Evidence from epidemiologic studies
Numerous worldwide epidemiologic studies during the 20th century have shown that
caries prevalence is low in developing countries or populations living on a local,
carbohydrate-rich diet, based on starch instead of sucrose. Figure 51 shows sugar
consumption in 1977 in a number of countries worldwide. Consumption is extremely
low in China, and caries prevalence among 12 year olds is very low. On the other
hand, sugar consumption in Japan is only about half that of other industrialized
countries, but caries prevalence is moderate to high.
In contrast, for the last 30 to 40 years, sugar consumption in Sweden has remained
persistently high, at about 120 g/per day (Fig 52). At the same time, caries prevalence
has decreased from very high to low. Since the early 1950s, it has been “common
knowledge” in Sweden that caries is “caused” by frequent intake of sweets. Despite
this, over the last 30 years, indirect sugar consumption in the form of sticky sweets,
cakes, and so on has increased from about 30% to more than 60% of total sugar
consumption (see Fig 52). The dramatic reduction in caries prevalence is therefore
attributable not to a reduction in dietary sugar but to a marked improvement in oral
hygiene habits, an associated widespread, regular use of fluoride toothpaste, and
needs-related professional preventive measures.

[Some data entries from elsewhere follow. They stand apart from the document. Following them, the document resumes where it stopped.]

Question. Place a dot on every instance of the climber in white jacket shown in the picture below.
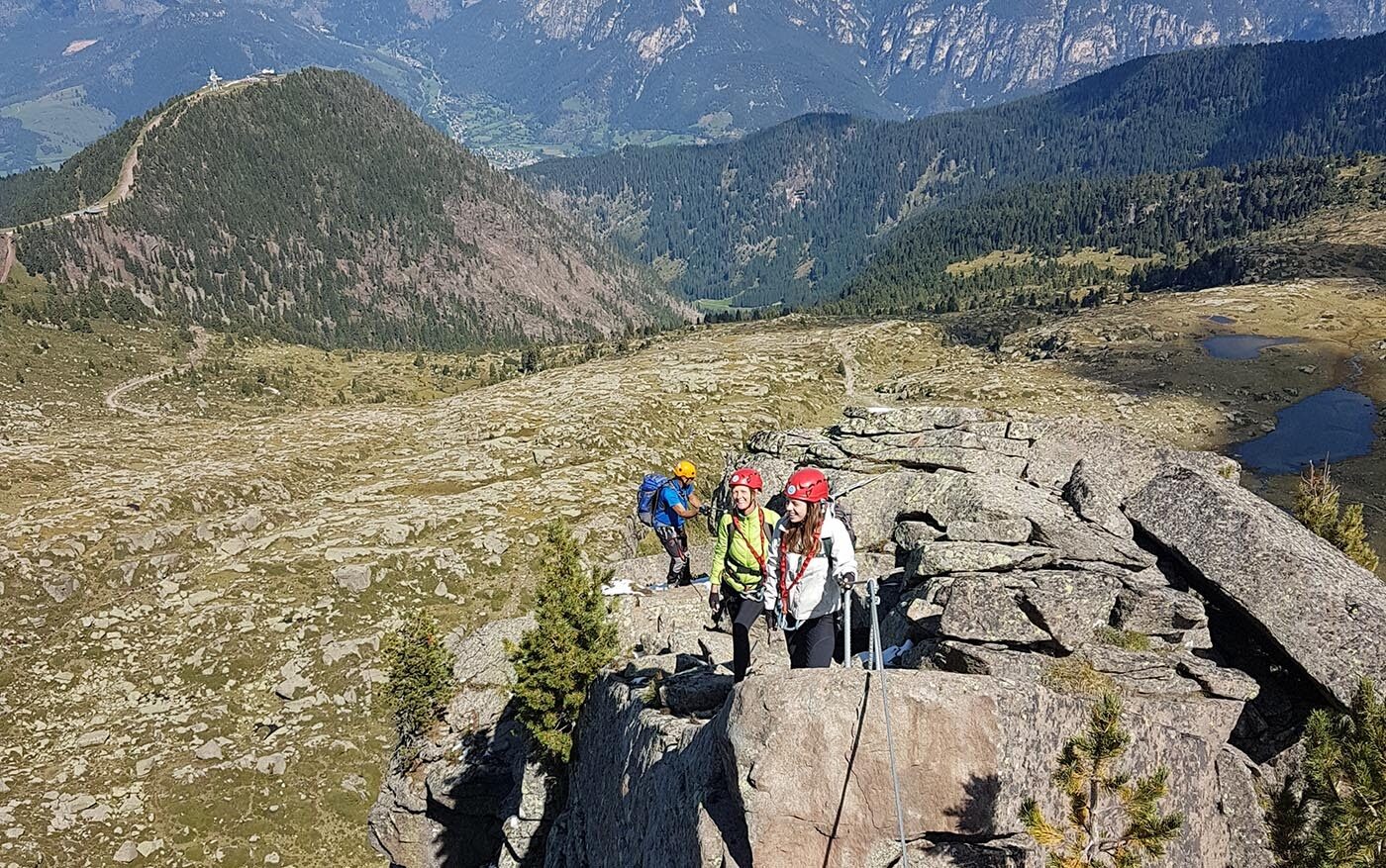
(811, 559)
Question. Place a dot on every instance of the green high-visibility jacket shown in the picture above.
(734, 557)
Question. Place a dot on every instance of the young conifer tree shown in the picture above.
(571, 640)
(1337, 821)
(1317, 501)
(1317, 505)
(1350, 535)
(1088, 778)
(420, 681)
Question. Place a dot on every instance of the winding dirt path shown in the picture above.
(6, 254)
(115, 398)
(124, 185)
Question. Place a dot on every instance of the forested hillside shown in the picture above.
(1070, 241)
(80, 180)
(793, 214)
(319, 210)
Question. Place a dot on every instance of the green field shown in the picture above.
(64, 120)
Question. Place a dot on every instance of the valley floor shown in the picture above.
(197, 597)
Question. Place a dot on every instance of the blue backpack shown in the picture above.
(650, 487)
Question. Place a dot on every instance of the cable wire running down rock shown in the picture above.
(884, 706)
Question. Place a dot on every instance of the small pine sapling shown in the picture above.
(1088, 780)
(1336, 820)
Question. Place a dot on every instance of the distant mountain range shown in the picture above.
(794, 214)
(523, 78)
(316, 208)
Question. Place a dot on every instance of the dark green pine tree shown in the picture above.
(571, 640)
(420, 681)
(1085, 775)
(1339, 817)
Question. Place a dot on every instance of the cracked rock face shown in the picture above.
(1033, 564)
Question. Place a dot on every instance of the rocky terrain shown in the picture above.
(197, 597)
(1030, 563)
(189, 583)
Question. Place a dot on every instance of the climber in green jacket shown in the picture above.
(743, 539)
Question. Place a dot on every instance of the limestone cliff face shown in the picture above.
(933, 54)
(1028, 564)
(972, 52)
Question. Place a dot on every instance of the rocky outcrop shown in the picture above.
(473, 799)
(1030, 564)
(1324, 611)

However, comparison of international data discloses an association between sugar
consumption and caries development. Using information on sugar supplies in various
countries, obtained from food balance sheet data prepared by the FAO, and data on
caries prevalence from the World Health Organization for 6 year olds in 23 nations
and 12 year olds in 47 nations, Sreebny (1982) demonstrated a significant positive
correlation between the quantity of sugar available per capita in a country and caries
prevalence in 12 year olds, but not in 6 year olds. In both age groups, the availability
of less than 50 g sugar per person per day in a country was always associated with
decayed, missing, or filled teeth scores of less than 3. However, this type of
epidemiologic comparison is flawed: Sugar availability cannot directly be
extrapolated to consumption specifically by 6 or 12 year olds. Both caries prevalence
and sugar consumption vary among different age groups within each country.
In wartime, the availability of sugar is usually restricted. In Japan, annual sugar
consumption fell from 15 kg per person prior to World War II to 0.2 kg in 1946.
Many attempts have been made to relate the level of sugar consumption before,
during, and after World War II to caries prevalence in the children: In Norway,
Finland, and Denmark there was a clear relationship between sugar consumption and
caries development in permanent first molars in children.
One of the most thorough literature surveys was made by Sognnaes (1948), who
reviewed 27 wartime studies from 11 European countries, involving 750,000 children.
Reductions in caries prevalence and severity were observed in all studies. Because of
the high prevalence of caries in Europeans, reductions in severity were usually greater
than reductions in prevalence. Sognnaes observed that, in many of the studies, there
appeared to be a delay of about 3 years between the reduction (or increase) in sugar
consumption and a reduction (or increase) in caries severity.